Reading specs from /afs/.engr.wisc.edu/src/gnu/egcs-1.1.2/hp_ux102/lib/gcc-lib/hppa1.1-hp-hpux10.20/egcs-2.91.66/specs
gcc version egcs-2.91.66 19990314 (egcs-1.1.2 release)

Those two lines above are not terribly important right now.

The first command that gcc calls is cpp, the C pre-processor. It takes all of the #define, #ifdef, and #include lines and turns them into things that the actual compiler can use.

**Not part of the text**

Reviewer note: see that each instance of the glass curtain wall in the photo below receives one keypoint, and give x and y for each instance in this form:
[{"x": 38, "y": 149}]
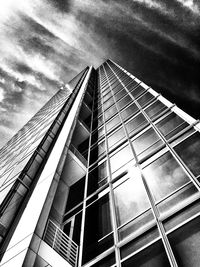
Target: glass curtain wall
[{"x": 141, "y": 203}]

/afs/.engr.wisc.edu/src/gnu/egcs-1.1.2/hp_ux102/lib/gcc-lib/hppa1.1-hp-hpux10.20/egcs-2.91.66/cpp \
-lang-c -v -undef -D__GNUC__=2 -D__GNUC_MINOR__=91 -Dhppa -Dhp9000s800 \
-D__hp9000s800 -Dhp9k8 -DPWB -Dhpux -Dunix -D__hppa__ -D__hp9000s800__ \
-D__hp9000s800 -D__hp9k8__ -D__PWB__ -D__hpux__ -D__unix__ -D__hppa \
-D__hp9000s800 -D__hp9k8 -D__PWB -D__hpux -D__unix -Asystem(unix) \
-Asystem(hpux) -Acpu(hppa) -Amachine(hppa) -D__hp9000s700 -D_PA_RISC1_1 \
-D_HPUX_SOURCE -D_HIUX_SOURCE myprogram.c /var/tmp/cc5zk54m.i

These lines are output from cpp, caused by the -v option to cpp, which is a result of the -v option being passed to gcc. The first #include line below states that when looking for files to satsify #include "something.h", it will look only in the current directory. The second #include line says that it will try to files to satisfy #include <something.h> in the three directories it lists below.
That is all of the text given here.